Not sure what SVD’s purpose is in a world of better compression algorithms - stuffing this in here after pulling it out of the PCA write up where it used to serve as a conceptual stepping stone - i don’t think it works as a seperate document and think it needs to be recombined

SVD data matrix and singular vectors:

Singular value decompositions uses the raw data matrix. When performing SVD we use the unaltered data matrix with no centering or scaling.

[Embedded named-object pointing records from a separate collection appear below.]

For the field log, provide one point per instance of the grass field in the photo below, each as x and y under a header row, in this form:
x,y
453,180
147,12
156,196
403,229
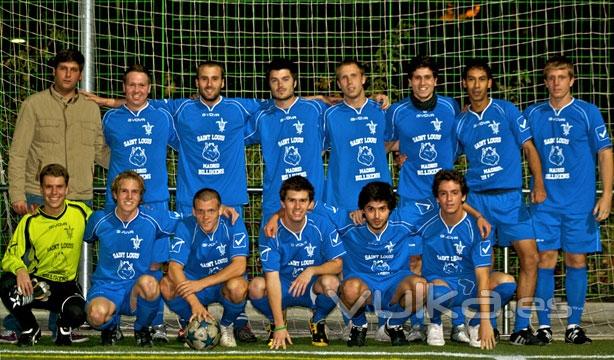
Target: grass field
x,y
302,349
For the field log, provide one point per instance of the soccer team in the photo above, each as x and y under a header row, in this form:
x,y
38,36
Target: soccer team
x,y
340,240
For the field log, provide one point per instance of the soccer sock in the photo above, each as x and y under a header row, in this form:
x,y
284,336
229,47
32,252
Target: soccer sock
x,y
231,311
576,279
544,291
324,305
506,293
145,312
263,306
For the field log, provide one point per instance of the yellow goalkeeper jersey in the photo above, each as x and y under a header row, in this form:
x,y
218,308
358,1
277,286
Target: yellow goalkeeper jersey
x,y
48,246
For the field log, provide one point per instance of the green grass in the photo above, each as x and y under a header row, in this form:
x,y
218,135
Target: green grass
x,y
302,349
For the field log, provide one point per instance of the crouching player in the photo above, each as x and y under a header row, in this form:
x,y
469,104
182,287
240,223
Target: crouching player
x,y
207,263
457,264
121,284
301,262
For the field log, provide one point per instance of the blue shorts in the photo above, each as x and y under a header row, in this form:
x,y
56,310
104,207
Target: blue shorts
x,y
116,292
507,213
574,233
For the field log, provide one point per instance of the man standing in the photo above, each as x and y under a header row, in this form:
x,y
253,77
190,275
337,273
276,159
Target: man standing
x,y
490,133
121,284
354,132
571,137
300,263
51,238
208,259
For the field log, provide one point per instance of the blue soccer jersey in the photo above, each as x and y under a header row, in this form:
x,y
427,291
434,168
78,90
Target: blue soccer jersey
x,y
379,257
492,141
427,138
453,251
290,254
211,148
357,153
291,141
138,141
203,254
568,141
125,249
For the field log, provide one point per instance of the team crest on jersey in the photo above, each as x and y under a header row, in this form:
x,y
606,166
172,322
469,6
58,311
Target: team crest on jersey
x,y
437,124
494,126
211,152
556,156
489,156
136,242
427,152
148,128
298,125
365,155
566,128
125,270
459,248
221,124
291,155
450,268
372,127
137,156
310,249
176,247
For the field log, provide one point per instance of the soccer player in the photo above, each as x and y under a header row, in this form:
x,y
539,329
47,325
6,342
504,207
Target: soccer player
x,y
290,133
457,263
491,133
376,268
354,132
571,137
300,263
138,135
207,264
121,284
50,239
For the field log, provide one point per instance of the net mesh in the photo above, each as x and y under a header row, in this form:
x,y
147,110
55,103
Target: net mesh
x,y
171,37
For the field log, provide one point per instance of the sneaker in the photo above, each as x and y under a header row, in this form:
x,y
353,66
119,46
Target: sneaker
x,y
8,337
63,336
158,334
358,336
381,335
108,337
576,335
416,333
245,334
396,335
29,337
525,337
143,337
460,335
545,335
318,333
434,335
227,338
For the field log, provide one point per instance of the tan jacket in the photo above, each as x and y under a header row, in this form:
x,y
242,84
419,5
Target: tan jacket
x,y
49,130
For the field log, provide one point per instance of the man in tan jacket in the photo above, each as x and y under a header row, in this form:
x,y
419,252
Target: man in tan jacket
x,y
56,125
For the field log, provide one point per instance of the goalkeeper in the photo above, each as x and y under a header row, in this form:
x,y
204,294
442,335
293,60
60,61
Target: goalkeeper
x,y
51,236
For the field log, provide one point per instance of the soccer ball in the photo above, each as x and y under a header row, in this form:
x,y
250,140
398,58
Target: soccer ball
x,y
203,335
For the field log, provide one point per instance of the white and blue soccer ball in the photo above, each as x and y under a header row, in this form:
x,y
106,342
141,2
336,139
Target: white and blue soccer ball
x,y
203,334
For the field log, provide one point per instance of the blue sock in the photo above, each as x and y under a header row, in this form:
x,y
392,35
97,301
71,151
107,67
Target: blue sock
x,y
231,311
263,306
324,305
544,292
506,292
577,280
145,312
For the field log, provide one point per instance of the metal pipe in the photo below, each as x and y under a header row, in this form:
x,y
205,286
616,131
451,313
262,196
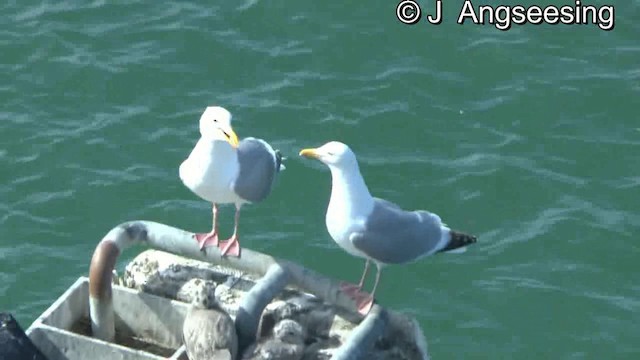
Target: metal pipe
x,y
180,242
363,336
253,303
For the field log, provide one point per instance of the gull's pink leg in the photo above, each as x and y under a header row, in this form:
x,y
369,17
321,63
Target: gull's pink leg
x,y
365,301
350,289
232,245
210,239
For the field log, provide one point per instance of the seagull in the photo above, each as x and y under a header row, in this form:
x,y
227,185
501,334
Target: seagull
x,y
223,170
375,229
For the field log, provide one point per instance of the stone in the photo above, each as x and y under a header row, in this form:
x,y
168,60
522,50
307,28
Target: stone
x,y
209,332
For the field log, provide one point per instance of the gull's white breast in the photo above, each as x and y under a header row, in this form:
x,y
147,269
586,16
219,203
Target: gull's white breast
x,y
341,223
210,169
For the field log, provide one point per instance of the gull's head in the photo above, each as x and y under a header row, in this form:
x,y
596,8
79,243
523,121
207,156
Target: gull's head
x,y
215,123
334,154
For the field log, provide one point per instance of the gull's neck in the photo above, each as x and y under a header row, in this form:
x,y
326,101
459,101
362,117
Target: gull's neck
x,y
349,193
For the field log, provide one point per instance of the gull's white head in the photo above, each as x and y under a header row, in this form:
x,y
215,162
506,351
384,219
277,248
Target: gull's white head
x,y
215,123
333,154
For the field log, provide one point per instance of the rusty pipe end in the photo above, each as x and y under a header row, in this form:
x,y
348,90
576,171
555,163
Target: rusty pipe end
x,y
100,293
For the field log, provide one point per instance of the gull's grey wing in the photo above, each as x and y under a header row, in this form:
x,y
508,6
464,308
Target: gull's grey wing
x,y
394,236
259,164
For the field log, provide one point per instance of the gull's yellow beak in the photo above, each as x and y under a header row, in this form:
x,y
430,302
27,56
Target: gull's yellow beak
x,y
310,153
232,138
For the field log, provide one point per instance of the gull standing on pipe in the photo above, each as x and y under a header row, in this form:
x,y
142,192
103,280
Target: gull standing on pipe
x,y
222,170
376,229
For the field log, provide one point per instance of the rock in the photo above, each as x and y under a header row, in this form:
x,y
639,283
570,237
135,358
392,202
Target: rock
x,y
326,327
286,343
208,332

Using the modern convention the SVD takes the form \(A=U\:\Sigma\:V^T\) where:

\[AA^T=U\Sigma V^T(U\Sigma V^T)^T=U\Sigma^2U^T\]

if \(U\) is orthogonal eigenvector matrix this is the diagonalisation of the positive definite \(AA^T\) matrix: \[U\Sigma^2U^T\sim Q\Lambda Q^{T} \sim S\Lambda S^{-1}\\\:\\ \therefore\quad AA^T\:S=S\Lambda\;\sim\;AA^T\:U=U\Sigma^2\]

So, the left singular vectors \(\vec{\mathbb{u}_i}\in\mathbb{R}^n\) span observation space and correspond to both the eigenvectors of \(AA^T\) and the square roots of the eigenvalues \(\lambda_i\) known as the singular values: \(\sigma_i=\sqrt{\lambda_i}\). \[ AA^T\:\vec{\mathbb{u}_i}=\sigma_i^2\vec{\mathbb{u}_i} \]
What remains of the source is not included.